ROBERT REDFORD, ENVIRONMENTAL HYPOCRITE? Well, on the environmental front, “celebrity” pretty much always equals “hypocrite,” unless your name is Ed Begley, Jr. Who, to be blunt, isn’t much of a celebrity these days anyway.

UPDATE: Reader Matthew Moss writes:

Is Robert Redford still a celebrity? Not according to my children, who have no idea who Robert Redford is or ever was. Likewise Warren Beatty, though my oldest thought he might be the fat guy who was raped by hillbillies in Deliverance. ‘That was Ned dear, not Warren.’ ‘No idea then, Dad.’

Strangely, all three knew Clint Eastwood.

Doesn’t seem so strange to me.

JENNIFER RUBIN: “It’s supposed to be flattering, but Maureen Dowd’s interview makes David Axelrod sound like an overwhelmed political consultant.”

WALTER RUSSELL MEAD: Mad Meat Making Scientist Proves Climate Doomsayers Wrong. “If he’s right, and if lab produced meat turns out to be practical and tasty, some big changes are coming — and I’m not just talking about heated debates over how the rules of kashrut and halal apply to artificial pork that has never touched or been touched by a pig or pig byproducts.”

CHANGE: Egypt Woes Bring Global Food Inflation Fears to Fore.

Related: Consumer spending rises more than expected. Which sounds good, except for this: “U.S. consumer spending rose more than expected in December to post the sixth straight month of gains as households drew down on their savings to fund purchases, government data showed on Monday.” If people are drawing down their savings — “savings dropped to their lowest level since March” — is that a good sign?

UPDATE: Reader John Reece emails:

It might be worth a post reminding readers of the dust-up a few months ago between Sarah “Stupid” Palin and Nobel-prize-winning economist and NY Times columnist Paul Krugman over whether there was any food price inflation. “Stupid” said yes citing actual supermarket price experience, Mr. Nobel Prize Winner sneered no, citing US government statistics. I’d say events have her winning it by knockout.

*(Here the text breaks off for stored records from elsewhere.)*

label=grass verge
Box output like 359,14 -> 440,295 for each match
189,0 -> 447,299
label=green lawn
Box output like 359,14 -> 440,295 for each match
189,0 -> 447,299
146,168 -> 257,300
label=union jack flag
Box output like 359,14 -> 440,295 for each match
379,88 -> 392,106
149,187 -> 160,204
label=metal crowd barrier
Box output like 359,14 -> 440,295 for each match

Meanwhile, another reader thinks I’m missing the real story on consumer spending:

We know that with QE2 we have inflation in our future. So isn’t consumers drawing down on savings and buying “things” now a rational response? Holding on to the money means the money will buy less in the future. This is part of why QE2 will potentially provide potemkin economic improvement for 2012 while making the subsequent 4 years worse. Which of course raises the question “Does Obama really want to be president with a GOP majority congress?”

That’s an interesting angle. And yeah, if you think you’re going to be buying things with million-dollar bills later, maybe it makes sense not to defer purchases.

SYRIA’S BASHAR AL-ASSAD: It’s Time For Reform: “Syrian President Bashar al-Assad, who inherited a regime that has held power for four decades, said he will push for more political reforms in his country, in a sign of how Egypt’s violent revolt is forcing leaders across the region to rethink their approaches.”

I MAY HAVE HEARD BIGGER LIES, BUT OFFHAND I CAN’T THINK OF ANY: MSNBC V.P.: “MSNBC Does Not Have A Political Agenda.” And I am Marie of Roumania.

This is more like the truth: “Palin is MSNBC’s Emmanuel Goldstein, the fictional villain from Orwell’s 1984. Their coverage (and that of much of the MSM) amounts to a daily two minute hate which serves their political and business interests even if–-as in the case of the Arizona shootings-–it has little to do with reality.”

TOM SMITH: The last thing I have to say about Tiger Mothers I hope. “But here’s the thing. And here the point has been made easier to make by the curious fact that Tiger Mom is a Yale Law School professor and as Professor Bainbridge has pointed out, it seems almost an epidemic among faculty parents in New Haven. My fear is that little tiger kittens are not being groomed to make things that you and I can buy if we feel like it. I’m afraid, call me paranoid if you like, that those little achievers will want to grow up to, well, rule. . . . Then I worry that all this fierce intelligence, all this ambition, all this work are going toward the building of world in which my children will be mere, well, what do you call the people who support those who so intelligently manage things from on top. Not to mention the unbelievably well educated 35 year old who will tell me someday I didn’t score well enough in some algorithm I can’t even understand to get my arteries bypassed or my prostate cancer treated. I want to live in a world, and I want my children to as well, where we are free individuals, and geniuses can sell us stuff if we want to buy it. When I suspect the little elites of tomorrow are just being made more formidable still, it excites not my admiration as much as my anxiety.”